On Offline RL - Part 1

Reinforcement learning (RL) is a subset of machine learning that deals with sequential decision-making. The key difference from supervised learning lies in the data assumptions: supervised learning assumes data is i.i.d. (independent and identically distributed), meaning samples are independent of one another. In sequential decision-making, however, each action influences subsequent samples—creating temporal dependencies and non-stationary data distributions that require fundamentally different algorithmic approaches.

The RL framework formalizes this as an agent interacting with an environment, receiving observations and rewards, and learning a policy that maximizes cumulative reward over time. This formulation naturally captures problems where actions have long-term consequences: robotics control, game playing, resource allocation, and recommendation systems.

The RL landscape encompasses numerous paradigms, categories, and algorithms, shaped by factors like data availability, simulation cost, and whether a dynamics model or reward signal is accessible. While most RL successes to date have been online and on-policy (more on that in part 2), this blog series focuses on offline RL—an interesting paradigm when real-world interaction is expensive, dangerous, or unavailable (e.g. autonomous vehicles).

What is Offline RL?

In standard (online) RL, an agent learns by interacting with an environment: it takes actions, observes rewards, and updates its policy through this feedback loop. Formally, at each timestep the agent is in state \(s_t\), takes action \(a_t\), receives reward \(r_t\), and transitions to state \(s_{t+1}\). The objective is to maximize expected discounted return:

$$J(\pi)=\mathbb{E}_{\tau\sim \pi}\left[\sum_{t=0}^{\infty}\gamma^t r_t\right]$$

This work well, but in real-world applications we often can't afford the luxury of extensive exploration.
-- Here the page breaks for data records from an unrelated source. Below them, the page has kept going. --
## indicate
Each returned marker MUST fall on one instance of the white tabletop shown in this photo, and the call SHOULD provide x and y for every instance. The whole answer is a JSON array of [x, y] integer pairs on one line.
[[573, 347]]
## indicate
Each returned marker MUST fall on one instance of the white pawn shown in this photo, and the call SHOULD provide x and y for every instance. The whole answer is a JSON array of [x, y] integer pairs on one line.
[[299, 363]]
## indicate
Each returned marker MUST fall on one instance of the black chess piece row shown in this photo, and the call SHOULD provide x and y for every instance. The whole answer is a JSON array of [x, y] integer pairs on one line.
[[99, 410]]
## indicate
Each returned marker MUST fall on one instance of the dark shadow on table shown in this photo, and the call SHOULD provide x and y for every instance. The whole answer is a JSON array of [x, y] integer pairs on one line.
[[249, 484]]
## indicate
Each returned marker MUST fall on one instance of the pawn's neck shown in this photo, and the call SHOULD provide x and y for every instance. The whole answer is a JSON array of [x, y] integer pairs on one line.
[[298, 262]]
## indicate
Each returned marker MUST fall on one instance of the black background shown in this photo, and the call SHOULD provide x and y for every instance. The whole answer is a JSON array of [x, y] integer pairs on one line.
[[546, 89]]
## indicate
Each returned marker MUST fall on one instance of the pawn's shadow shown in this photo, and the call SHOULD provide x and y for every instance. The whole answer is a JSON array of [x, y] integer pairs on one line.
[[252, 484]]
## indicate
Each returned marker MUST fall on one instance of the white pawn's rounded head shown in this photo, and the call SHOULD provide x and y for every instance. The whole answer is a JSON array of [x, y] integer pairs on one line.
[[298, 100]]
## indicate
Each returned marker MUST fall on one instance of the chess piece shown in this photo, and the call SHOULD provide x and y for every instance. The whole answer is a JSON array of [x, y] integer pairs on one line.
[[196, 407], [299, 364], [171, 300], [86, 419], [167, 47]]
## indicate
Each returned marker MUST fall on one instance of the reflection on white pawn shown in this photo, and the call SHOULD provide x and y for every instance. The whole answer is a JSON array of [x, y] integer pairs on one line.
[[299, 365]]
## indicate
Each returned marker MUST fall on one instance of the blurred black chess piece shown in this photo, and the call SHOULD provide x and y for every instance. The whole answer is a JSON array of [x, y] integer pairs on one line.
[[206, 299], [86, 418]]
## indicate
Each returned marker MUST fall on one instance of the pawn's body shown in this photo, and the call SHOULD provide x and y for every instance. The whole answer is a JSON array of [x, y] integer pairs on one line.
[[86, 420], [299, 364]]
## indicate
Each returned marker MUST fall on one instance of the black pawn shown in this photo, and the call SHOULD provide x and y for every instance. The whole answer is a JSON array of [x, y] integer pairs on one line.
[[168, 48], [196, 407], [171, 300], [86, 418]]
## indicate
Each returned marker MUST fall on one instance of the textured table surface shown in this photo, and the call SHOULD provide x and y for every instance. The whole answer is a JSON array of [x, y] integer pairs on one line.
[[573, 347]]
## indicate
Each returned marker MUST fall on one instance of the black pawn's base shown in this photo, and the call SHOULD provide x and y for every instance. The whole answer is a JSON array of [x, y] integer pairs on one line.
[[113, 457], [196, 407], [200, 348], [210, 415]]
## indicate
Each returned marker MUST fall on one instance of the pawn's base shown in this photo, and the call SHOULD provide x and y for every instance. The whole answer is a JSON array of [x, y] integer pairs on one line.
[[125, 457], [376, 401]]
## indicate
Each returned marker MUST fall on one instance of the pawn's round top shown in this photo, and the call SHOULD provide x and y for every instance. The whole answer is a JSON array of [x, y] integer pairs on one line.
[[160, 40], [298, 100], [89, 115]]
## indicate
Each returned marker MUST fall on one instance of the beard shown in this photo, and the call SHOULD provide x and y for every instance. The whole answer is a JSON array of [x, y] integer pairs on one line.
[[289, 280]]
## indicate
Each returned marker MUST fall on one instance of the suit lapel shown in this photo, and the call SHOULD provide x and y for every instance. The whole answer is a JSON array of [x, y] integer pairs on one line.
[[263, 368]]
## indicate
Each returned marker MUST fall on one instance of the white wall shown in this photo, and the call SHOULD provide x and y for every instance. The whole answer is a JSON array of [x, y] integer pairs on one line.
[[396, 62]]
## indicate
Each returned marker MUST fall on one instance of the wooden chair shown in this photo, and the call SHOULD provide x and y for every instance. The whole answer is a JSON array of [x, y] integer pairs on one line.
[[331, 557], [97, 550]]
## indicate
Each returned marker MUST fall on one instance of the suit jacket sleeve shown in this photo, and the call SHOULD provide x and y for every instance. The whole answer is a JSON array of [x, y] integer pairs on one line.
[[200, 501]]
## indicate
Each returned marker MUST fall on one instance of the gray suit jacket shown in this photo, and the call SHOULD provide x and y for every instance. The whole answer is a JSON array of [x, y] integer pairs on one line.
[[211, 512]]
You can't let a robot randomly experiment with surgical procedures, or allow a self-driving car to learn collision avoidance through actual collisions.
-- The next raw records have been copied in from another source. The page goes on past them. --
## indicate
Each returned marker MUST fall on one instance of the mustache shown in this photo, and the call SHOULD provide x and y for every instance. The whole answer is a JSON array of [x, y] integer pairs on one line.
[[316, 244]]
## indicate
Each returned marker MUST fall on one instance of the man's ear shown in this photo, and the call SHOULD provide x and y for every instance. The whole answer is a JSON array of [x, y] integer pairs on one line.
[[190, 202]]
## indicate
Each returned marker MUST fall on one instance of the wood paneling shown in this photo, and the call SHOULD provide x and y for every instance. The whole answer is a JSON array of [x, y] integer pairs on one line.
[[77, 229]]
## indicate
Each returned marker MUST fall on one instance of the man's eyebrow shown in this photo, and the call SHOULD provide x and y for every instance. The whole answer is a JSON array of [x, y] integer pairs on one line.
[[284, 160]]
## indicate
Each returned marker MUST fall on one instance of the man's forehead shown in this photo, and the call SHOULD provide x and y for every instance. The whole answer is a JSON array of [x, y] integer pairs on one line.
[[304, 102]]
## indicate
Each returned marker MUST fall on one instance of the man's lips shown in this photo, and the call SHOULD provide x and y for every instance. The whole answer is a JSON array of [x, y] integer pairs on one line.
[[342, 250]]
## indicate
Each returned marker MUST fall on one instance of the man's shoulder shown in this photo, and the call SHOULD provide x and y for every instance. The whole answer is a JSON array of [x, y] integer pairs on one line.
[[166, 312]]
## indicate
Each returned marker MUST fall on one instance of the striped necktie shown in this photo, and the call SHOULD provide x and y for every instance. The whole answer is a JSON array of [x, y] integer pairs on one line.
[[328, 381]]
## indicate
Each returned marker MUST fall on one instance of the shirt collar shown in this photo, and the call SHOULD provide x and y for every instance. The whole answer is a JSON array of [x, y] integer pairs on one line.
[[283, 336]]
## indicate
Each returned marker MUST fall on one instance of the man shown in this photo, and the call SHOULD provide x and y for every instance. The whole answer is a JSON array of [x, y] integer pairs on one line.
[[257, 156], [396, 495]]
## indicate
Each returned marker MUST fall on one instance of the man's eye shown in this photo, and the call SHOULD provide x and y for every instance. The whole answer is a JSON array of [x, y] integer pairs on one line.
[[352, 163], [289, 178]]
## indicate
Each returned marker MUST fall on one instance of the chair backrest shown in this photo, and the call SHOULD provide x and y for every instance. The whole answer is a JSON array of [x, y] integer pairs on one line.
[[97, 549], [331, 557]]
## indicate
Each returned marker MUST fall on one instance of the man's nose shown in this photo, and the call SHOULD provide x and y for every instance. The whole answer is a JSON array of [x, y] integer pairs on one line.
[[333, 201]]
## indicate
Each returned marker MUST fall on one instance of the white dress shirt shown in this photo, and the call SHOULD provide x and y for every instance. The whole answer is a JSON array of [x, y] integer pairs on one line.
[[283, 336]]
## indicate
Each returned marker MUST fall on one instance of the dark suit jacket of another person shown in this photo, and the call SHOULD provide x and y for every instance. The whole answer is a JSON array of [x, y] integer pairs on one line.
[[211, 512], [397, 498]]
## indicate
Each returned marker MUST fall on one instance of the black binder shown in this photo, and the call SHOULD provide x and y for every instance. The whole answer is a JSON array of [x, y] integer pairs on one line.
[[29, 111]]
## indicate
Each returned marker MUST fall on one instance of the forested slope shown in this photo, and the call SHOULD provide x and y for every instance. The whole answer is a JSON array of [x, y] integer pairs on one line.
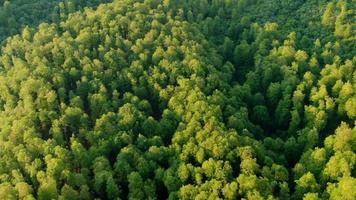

The natural alternative is simulation—but simulation has its own drawbacks: it can be computationally expensive, struggles to capture complex real-world dynamics, and still leaves sim-to-real domain adaptation as an open problem.

So practitioners often turn to behavior cloning (BC), treating the decision-making problem as supervised learning: given state \(s\), predict the action \(a\) that an expert would take. This is simple and scales well—which is why most robotics and autonomous driving companies relied on it for years. But BC ignores the sequential nature of the problem: errors compound over time as the agent drifts into states the expert never visited, a phenomenon known as distribution shift or covariate shift.

Offline RL offers a middle ground. Like BC, it learns entirely from a fixed dataset of previously collected experience—no environment interaction required. But unlike BC, it retains the RL objective: maximize cumulative reward rather than simply mimicking demonstrations. This allows offline RL to potentially improve upon the behavior policy that generated the data, rather than just imitating it.

Note: the behavior policy \(\pi_\beta\) is whatever policy (or mix of policies) generated the dataset. It could be a human expert, a scripted controller, an earlier learned policy, or a combination of all three.

Why Offline RL and why not BC

Behavior cloning is simple and often effective when data is high-quality and near-expert. But real-world data is rarely so clean. Offline RL offers two main advantages:

  • The ability to learn from suboptimal data.
  • Stronger generalization through compositional and corrective reasoning.

Learning from Suboptimal Data

Real-world datasets are messy, they contain mistakes, failures, and suboptimal decisions. Behavioral cloning treats all data equally—if you clone noisy behavior, you get a noisy policy. Offline RL algorithms, by contrast, can extract optimal behavior by:

  • Weighting actions by their learned advantages
  • Propagating value information to identify which parts of trajectories are worth replicating
  • Learning not just "what to do" but "what NOT to do" from failed attempts

Generalization

Generalization in offline RL is often discussed under the umbrella of "trajectory stitching," but this conflates several distinct phenomena. Let's be precise about what BC can and cannot do.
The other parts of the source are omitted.